Nos toujours très curieux lecteurs seront peut-être surpris d'apprendre qu'il existe, en plus de plusieurs autres Nicéphore sur lesquels nous revenons à l'instant,
pas moins de trois saints Nicéphore (dont deux frères jumeaux martyrisés le même jour) et une sainte Nicéphorette, vierge et martyre (enfin : vierge au début de son martyre).
Le plus important des saints Nicéphore, Niképhoros (Constantinople,
vers 758 - mort en exil en 829) fut patriarche de Constantinople de 806 à 815. - Secrétaire de l'impératrice Irène, commissaire impérial au deuxième concile de Nicée (787), il fut appelé à
cet important poste mais son hostilité aux iconoclastes lui valut la disgrâce auprès de Léon V, dit Léon l'Arménien (par opposition à Léon de Lyon ou même Léon de Bruxelles), le cinquième
des Léon d'Orient (sur une série de six). - Ce Léon fut à la base de la deuxième querelle des Images (815-842).
Les deux autres saints Nicéphore, fêtés le 9 février, furent martyrisés (séparément mais le même jour) vers 260.

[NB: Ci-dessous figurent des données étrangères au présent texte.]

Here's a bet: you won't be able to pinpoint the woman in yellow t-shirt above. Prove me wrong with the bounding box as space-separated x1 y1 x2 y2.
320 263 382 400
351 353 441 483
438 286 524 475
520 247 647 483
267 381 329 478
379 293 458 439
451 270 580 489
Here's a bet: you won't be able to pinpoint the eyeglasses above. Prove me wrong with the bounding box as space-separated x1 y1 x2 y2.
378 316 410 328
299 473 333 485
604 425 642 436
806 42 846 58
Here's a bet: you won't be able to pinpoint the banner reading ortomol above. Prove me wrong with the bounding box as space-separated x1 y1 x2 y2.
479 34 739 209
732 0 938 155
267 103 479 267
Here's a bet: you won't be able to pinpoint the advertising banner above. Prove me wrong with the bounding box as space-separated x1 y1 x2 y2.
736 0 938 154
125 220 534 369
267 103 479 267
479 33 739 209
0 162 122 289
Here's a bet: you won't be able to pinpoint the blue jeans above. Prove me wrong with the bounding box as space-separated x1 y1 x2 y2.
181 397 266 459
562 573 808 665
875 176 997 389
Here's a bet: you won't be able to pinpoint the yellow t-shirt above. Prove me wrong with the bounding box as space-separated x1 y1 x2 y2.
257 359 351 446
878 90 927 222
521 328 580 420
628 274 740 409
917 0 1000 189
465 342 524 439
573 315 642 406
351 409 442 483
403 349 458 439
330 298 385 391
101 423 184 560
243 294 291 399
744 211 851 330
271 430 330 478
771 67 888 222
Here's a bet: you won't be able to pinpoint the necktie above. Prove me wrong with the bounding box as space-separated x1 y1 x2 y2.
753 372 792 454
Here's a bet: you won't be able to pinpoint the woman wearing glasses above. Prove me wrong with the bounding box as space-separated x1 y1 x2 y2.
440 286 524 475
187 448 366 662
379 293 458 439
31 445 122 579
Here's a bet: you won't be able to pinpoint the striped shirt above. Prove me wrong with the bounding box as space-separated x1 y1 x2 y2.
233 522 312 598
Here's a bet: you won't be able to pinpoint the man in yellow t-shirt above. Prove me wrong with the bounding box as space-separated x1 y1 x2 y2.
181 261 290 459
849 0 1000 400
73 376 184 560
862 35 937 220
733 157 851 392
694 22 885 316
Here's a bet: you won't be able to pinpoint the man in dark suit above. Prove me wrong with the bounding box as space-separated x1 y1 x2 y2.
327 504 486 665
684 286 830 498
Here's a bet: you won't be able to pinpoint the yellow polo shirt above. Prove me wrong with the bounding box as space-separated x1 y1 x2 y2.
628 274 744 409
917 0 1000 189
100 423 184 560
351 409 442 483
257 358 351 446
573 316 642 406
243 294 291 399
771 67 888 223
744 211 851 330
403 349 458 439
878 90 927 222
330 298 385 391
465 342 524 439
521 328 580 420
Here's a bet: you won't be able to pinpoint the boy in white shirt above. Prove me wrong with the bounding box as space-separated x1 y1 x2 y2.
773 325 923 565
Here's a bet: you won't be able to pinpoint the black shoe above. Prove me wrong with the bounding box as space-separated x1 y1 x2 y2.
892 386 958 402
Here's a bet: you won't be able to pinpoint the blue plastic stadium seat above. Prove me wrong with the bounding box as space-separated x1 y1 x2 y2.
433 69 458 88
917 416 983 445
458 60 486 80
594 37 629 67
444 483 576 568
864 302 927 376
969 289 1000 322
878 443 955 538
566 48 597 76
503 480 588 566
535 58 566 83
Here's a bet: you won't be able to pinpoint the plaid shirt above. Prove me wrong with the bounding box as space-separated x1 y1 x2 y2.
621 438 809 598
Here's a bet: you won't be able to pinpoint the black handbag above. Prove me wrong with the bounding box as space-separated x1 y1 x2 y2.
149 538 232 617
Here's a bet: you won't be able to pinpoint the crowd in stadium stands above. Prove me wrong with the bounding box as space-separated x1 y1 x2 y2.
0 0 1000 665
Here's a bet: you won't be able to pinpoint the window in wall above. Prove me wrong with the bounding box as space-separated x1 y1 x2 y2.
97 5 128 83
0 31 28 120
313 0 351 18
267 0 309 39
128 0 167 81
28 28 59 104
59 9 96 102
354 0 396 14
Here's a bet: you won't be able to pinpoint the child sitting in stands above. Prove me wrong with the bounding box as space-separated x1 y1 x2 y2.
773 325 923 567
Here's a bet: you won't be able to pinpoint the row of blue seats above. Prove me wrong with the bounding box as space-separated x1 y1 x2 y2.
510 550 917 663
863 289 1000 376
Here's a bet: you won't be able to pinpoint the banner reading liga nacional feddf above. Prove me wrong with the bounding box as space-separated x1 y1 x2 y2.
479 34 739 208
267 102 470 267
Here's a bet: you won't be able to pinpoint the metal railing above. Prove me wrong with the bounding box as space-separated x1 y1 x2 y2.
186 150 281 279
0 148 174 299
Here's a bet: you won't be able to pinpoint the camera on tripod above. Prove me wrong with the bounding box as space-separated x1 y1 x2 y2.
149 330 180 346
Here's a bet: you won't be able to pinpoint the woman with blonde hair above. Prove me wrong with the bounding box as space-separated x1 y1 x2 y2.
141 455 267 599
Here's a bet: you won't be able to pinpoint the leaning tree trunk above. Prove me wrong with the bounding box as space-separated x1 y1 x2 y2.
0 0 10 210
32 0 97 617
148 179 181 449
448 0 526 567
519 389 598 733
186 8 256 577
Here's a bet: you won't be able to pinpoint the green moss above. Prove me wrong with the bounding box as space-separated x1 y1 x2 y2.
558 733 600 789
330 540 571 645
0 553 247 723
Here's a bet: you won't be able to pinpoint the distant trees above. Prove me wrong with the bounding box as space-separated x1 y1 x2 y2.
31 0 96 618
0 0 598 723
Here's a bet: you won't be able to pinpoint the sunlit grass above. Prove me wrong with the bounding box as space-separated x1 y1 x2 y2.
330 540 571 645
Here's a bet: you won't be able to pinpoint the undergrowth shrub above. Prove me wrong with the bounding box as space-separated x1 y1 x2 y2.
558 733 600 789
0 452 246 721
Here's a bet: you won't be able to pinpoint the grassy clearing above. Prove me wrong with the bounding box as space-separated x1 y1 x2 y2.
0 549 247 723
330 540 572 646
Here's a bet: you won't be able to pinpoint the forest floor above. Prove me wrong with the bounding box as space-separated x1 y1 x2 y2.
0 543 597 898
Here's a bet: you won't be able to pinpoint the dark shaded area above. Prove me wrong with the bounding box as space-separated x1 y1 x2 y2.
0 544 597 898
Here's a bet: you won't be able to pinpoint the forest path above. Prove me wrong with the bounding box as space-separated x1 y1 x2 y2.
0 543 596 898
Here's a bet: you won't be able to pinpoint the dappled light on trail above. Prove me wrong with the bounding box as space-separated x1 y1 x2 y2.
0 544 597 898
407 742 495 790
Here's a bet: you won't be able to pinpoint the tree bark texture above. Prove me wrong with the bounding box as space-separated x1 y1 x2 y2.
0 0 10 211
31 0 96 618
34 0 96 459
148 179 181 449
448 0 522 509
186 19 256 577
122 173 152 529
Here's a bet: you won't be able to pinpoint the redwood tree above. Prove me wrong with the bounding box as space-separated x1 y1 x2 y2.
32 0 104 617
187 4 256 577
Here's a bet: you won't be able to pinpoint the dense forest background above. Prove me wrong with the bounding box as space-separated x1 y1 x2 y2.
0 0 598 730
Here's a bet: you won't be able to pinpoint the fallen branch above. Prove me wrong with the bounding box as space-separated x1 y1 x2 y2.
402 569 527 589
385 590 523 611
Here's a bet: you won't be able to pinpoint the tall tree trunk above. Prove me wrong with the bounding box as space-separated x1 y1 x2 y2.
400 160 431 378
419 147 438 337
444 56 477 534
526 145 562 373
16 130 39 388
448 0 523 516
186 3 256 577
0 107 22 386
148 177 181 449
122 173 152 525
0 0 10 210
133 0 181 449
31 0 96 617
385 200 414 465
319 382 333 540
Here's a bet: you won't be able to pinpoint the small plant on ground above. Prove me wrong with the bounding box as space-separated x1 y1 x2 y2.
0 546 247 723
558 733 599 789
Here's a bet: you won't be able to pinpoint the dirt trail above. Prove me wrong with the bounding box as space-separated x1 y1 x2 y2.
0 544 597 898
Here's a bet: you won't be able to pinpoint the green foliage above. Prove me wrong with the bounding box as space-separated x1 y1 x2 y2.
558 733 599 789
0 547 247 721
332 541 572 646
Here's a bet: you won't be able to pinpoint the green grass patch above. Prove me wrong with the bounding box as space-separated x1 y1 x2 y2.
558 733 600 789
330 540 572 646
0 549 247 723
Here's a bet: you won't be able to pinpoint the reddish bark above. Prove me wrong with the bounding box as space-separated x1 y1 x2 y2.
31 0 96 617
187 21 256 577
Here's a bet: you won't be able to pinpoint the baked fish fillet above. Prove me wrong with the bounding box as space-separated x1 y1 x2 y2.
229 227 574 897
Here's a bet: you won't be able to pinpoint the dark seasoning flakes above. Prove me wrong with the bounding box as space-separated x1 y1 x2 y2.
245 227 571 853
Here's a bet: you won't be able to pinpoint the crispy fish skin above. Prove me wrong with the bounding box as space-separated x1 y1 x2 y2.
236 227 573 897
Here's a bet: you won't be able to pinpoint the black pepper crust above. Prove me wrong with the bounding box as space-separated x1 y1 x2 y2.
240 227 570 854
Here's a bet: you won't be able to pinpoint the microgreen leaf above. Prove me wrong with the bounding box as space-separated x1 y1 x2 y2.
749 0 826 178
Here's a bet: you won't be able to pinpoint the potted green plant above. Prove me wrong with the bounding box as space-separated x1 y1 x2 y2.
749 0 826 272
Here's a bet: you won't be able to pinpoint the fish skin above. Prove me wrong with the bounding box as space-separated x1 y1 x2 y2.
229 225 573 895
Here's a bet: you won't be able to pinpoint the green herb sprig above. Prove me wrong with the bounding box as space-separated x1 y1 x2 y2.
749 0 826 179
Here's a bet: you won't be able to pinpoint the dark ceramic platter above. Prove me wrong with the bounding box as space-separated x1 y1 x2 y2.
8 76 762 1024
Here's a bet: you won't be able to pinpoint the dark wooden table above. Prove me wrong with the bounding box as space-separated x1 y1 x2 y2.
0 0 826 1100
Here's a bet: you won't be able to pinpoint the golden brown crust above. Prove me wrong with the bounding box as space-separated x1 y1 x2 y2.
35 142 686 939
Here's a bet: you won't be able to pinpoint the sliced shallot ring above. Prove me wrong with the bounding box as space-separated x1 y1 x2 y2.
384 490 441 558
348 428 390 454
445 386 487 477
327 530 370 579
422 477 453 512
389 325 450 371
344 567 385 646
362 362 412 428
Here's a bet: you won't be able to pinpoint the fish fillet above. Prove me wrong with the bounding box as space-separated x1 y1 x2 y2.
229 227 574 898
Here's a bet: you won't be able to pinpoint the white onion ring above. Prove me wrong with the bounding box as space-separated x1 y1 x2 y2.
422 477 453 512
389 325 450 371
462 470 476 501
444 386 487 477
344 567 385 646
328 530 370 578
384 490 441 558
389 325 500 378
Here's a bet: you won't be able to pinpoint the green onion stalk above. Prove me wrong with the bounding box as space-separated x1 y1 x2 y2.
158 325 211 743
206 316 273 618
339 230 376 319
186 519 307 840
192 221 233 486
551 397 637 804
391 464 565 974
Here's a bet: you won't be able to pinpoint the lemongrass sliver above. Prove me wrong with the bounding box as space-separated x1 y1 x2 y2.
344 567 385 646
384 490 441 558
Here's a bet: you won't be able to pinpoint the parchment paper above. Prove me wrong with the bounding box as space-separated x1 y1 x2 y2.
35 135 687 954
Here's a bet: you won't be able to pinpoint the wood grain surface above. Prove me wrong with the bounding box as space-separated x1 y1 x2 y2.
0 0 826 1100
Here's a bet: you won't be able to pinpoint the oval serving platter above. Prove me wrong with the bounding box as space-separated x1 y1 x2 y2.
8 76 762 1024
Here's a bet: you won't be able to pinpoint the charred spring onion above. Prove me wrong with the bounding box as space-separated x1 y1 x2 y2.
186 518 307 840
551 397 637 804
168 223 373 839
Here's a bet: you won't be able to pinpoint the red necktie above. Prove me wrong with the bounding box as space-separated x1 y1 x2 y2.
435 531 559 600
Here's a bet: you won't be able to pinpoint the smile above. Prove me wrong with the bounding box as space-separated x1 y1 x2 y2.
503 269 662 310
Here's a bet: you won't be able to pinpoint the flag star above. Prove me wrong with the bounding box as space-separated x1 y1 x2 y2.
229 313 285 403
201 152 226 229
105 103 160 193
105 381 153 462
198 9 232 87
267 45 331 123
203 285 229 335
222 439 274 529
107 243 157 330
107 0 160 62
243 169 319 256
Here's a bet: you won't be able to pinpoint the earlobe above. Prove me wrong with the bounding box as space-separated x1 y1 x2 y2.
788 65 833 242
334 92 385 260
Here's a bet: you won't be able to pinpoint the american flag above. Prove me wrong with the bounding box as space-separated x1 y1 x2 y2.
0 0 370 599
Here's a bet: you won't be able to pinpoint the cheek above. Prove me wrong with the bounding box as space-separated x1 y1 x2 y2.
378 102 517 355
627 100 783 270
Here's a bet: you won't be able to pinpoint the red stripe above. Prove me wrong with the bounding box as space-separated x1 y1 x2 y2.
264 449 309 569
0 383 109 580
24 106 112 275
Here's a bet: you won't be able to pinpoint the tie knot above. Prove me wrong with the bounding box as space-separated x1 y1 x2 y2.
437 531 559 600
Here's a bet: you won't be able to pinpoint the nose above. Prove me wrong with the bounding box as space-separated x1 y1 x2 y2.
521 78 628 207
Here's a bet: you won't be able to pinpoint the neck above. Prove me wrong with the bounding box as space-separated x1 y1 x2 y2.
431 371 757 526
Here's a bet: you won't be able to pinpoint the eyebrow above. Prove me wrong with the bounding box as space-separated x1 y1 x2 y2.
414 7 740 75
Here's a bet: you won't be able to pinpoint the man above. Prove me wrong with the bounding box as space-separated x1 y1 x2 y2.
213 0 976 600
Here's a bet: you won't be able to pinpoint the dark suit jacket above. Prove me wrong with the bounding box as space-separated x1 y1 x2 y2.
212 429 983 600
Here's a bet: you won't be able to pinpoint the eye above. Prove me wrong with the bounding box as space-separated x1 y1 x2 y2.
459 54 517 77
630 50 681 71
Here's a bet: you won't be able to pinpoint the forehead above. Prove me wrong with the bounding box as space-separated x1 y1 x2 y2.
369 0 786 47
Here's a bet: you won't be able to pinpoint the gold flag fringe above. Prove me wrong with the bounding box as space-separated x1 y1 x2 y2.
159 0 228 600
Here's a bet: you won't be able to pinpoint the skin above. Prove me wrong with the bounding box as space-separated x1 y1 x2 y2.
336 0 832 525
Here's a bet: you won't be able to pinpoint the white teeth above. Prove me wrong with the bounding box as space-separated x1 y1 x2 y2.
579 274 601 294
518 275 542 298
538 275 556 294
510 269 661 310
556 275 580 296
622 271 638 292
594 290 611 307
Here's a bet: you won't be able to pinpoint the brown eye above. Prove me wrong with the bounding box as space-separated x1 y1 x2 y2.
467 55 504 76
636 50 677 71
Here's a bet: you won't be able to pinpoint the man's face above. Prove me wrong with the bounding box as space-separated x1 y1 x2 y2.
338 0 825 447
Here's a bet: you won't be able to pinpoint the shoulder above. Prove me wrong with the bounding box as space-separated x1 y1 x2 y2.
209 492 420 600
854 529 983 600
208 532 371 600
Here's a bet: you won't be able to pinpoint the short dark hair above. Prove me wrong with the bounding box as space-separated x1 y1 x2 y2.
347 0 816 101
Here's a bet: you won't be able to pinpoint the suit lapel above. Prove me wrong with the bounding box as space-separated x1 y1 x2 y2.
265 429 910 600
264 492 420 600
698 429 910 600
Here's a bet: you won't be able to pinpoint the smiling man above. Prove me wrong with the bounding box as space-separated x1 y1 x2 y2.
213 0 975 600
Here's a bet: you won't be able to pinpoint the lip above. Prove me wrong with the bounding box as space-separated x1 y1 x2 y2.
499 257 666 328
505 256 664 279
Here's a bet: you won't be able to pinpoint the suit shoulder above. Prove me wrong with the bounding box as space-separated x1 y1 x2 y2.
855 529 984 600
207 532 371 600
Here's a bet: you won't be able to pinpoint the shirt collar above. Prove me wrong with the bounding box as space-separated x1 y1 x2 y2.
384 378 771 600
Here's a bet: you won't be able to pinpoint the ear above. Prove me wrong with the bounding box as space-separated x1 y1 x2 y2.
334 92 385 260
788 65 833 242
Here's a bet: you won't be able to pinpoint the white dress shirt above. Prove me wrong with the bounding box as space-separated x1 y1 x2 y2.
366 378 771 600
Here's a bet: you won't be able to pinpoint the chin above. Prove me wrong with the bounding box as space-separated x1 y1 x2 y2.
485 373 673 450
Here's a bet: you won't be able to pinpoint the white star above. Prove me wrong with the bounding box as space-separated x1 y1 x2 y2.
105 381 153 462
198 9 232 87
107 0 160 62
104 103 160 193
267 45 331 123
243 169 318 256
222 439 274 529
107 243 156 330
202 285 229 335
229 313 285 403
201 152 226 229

On doit l'invention de la photographie à Nicéphore Niépce (né à Chalon-sur-Saône en 1765, mort à Saint-Loup-de-Varennes en 1833) qui, vers 1826-1827, à partir
de nombreux tests de photosensibilité qu'il effectua sur diverses matières, notamment le bitume de Syrie (on dit aussi bitume de Judée), sorte d'asphalte qui flotte sur la surface de la mer Morte,
tira les premiers clichés.
Les frères Nicéphore et Télesphore Gravel tinrent longtemps une salle de danse à Sainte-Apolline-de-Patton (Chaudière-Appalaches) que les
frères Legris sont souvent venus visiter.
Nicéphore était le surnom de plusieurs divinités dont Zeus et Athéna.
Trois empereurs byzantins portèrent le nom de Nicéphore : Nicéphore I, le Logothèque (mort massacré avec son armée par le khan Krum en 811), Nicéphore II
Phocas (assassiné dans son château de Boucoléon par Tzimiskès en 969) et Nicéphore III Botanéiatès (renversé en 1081 par Comnène qui le relégua dans un couvent).
Finalement, signalons Nicéphore de Chartres (1598-1676) auteur d'une tragédie en sept actes et dix-huit tableaux intitulée Nabuchodonosor l'infâme dont
le librettiste T. Solera allait s'inspirer pour son Nabucco, opéra de Giuseppe Verdi (1842).